Nel passato sono stati premiati Lino Banfi, Nino Frassica, Diego Abatantuono, Renzo Arbore ma anche lo stesso Battista, aspirante concorrente negli anni 90, nel ruolo di ospite nel 2005 e 2011 fino alla assegnazione dell’”Arancia d’oro alla carriera” nel 2017. Nella conferenza stampa del 18 luglio Maurizio Battista con il suo sorriso sornione ha subito messo le cose in chiaro: «sto per vendicarmi: 20 anni fa mi avete scartato come concorrente ora ve la sto facendo pagare. Mi sono messo sulla riva del fiume e ho aspettato, ma non ce l’ho fatta e…pure Grottammare è passata». Era presente anche il MagoAttore Andrea Paris, che ha dato un saggio della propria arte, c’era l’attore Salvatore Misticone, reduce dai successi del film “Benvenuti al Sud”, che ha scherzato sulla sua altezza raccontando: «quando ero piccolo i miei mi mandavano in colonia, un anno quando tornai, mia madre che era alta solo un metro e 30, mi disse guardandomi dall’alto in basso, come sei cresciuto. Da quel momento mi portava sempre con lei e mi presentava con orgoglio “questo è mio figlio”, guardandomi dal basso».

Battista ha introdotto una novità per coinvolgere il pubblico. A ogni spettatore è stata consegnata una scheda con gli otto partecipanti alle due serate 19 e 20 luglio, è stata la platea a votare un solo concorrente gradito allo spettatore, mentre Battista si è riservato 10 punti per il miglior concorrente. Vista la complessità della votazione, il Comune di Grottammare ha ingaggiato per l’occasione un notaio. Data la carenza di comici nel Belpaese, qualcuno della giuria ha avanzato l’idea di ampliarlo con comici europei. Per la prima volta il Festival è stato ospitato all’aperto davanti al Kursaal di Grottammare, location che è stata molto gradita dal pubblico. Gli otto partecipanti a questa edizione erano: Vittorio Cipriani, Raffaello Corti, Fabrizio Di Renzo, Andrea Fratelloni, Salvatore Gisonna, il trio Ricomincio da tre (D’Onofrio, Nicosia, Giannuzzi), Loredana Scalia e Marco Todisco.

Come anticipato in apertura, il vincitore è risultato Andrea Fratellini che con il suo pupazzo ha incantato il pubblico che è stato plebiscitario nel votarlo. Andrea ha iniziato la passione della magia a 11 anni quando degente in ospedale incontrò un infermiere che oltre a curare i piccoli pazienti li faceva divertire con giochi di prestigio. Da quel momento Andrea divenne il suo assistente, regalando ai bambini ricoverati, sorrisi durante le feste di Pasqua e di Natale per poi divertirsi in seguito come ventriloquo, con pupazzi cui cedeva la sua voce e far parlare persone del pubblico.

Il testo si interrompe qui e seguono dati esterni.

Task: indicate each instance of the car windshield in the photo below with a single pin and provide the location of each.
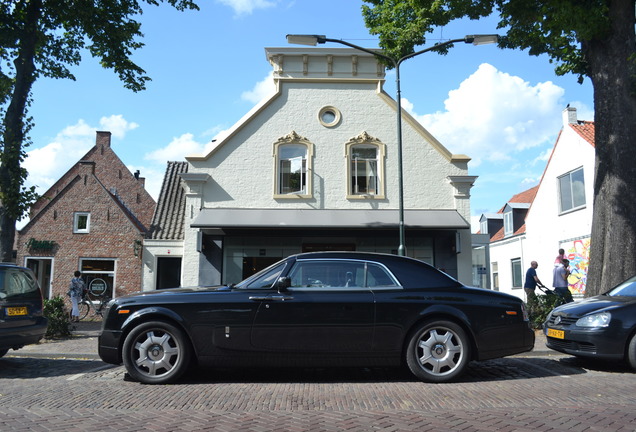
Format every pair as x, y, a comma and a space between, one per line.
17, 284
627, 288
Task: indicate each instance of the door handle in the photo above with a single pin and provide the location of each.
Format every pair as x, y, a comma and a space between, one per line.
271, 298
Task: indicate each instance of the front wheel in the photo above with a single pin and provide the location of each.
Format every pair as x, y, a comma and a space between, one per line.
83, 308
438, 351
156, 352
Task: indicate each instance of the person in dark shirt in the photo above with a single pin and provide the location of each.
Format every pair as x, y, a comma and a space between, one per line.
531, 283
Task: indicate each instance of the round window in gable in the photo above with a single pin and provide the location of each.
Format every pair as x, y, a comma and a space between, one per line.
329, 116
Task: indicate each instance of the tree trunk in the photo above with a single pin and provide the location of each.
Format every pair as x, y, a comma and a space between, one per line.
613, 242
11, 172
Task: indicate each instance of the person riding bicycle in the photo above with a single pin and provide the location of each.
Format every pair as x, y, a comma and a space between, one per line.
76, 291
531, 282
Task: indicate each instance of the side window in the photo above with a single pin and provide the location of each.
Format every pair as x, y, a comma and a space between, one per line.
293, 158
264, 279
378, 277
81, 222
365, 167
328, 274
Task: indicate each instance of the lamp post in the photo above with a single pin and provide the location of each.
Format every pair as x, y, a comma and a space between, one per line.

E quest’anno il meritato premio “Arancia d’oro” è andato al mitico Mago Silvan, “Il Mago dei Maghi” come ama definirsi. Voce flautata, di una eleganza impeccabile, e le mani che si muovono suadenti. Ha scritto libri importanti sulla magia. Aldo Savoldello – questo il suo vero nome – è fiero della sua Venezia ove è nato e ove recita spesso. Ha iniziato a interessarsi di giochi di magia sin da piccolo quando esordì nell’oratorio Don Bosco della città lagunare, con il nome d’arte Saghibù. Il suo passaggio al professionismo è avvenuto  in una trasmissione condotta da Silvana Pampanini dalla quale ha poi riproposto il suo nome d’arte.

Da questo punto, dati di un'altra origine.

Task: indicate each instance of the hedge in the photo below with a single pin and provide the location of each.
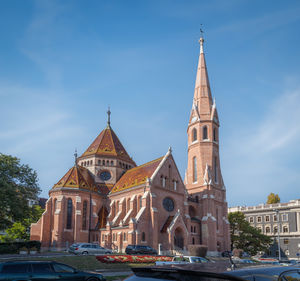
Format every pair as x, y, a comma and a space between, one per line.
13, 247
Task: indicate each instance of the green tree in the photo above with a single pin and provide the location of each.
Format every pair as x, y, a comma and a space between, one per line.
273, 198
18, 185
245, 237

A Silvan qualche anno fa è stato attribuito l’ambito riconoscimento dell’Accademia delle Arti Magiche di Hollywood equivalente al Nobel: the Masters Fellowship come dire il “Mago dei Maghi” unico riconoscimento ricevuto da un europeo. Nella breve intervista concessa a Eurocomunicazione, per il quale Aldo Savoldello ha fatto anche un piccolo gioco di magia. Ha preso dalla sua tasca una piccola chiave, l’ha mostrata a chi scrive, poi ha chiuso il pugno della mano sinistra che conteneva la chiave e dopo qualche secondo ha riaperto il pugno con la chiave che si era piegata. Il Mago Silvan è definito anche come “il mago senza tempo”.

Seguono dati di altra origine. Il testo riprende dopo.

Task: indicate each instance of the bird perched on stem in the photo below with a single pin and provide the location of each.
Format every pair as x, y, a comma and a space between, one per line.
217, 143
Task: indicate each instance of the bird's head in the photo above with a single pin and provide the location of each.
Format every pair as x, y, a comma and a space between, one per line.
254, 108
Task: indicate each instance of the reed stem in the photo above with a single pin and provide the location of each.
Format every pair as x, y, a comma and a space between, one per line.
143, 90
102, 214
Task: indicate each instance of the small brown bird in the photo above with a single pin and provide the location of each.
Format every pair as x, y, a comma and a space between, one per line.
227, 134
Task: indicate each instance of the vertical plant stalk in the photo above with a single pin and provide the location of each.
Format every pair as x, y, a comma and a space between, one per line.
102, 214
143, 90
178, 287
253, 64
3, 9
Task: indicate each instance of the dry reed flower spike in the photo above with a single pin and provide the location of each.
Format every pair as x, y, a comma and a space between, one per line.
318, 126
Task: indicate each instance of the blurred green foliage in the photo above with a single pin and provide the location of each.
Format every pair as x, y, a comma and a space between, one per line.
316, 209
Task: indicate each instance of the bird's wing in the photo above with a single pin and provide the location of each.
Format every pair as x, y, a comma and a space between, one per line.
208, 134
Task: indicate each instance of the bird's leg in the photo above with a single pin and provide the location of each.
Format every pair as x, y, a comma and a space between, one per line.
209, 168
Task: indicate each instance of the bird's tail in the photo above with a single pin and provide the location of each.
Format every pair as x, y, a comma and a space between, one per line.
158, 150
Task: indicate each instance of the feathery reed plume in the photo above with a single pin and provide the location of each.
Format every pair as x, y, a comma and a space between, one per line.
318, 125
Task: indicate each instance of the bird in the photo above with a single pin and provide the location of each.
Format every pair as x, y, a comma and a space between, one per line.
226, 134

Il sindaco di Grottammare, Enrico Piergallini, nel consegnare “L’Arancia d’Oro” al Grande Mago ha letto la motivazione: «per il garbo e la maestria con le quali ha interpretato il fascino dell’illusione e la naturalezza della magia, nonché per l’intensa attività di divulgazione editoriale volta alla promozione di una cultura magica, che insegni con chiarezza la distinzione tra illusione e inganno».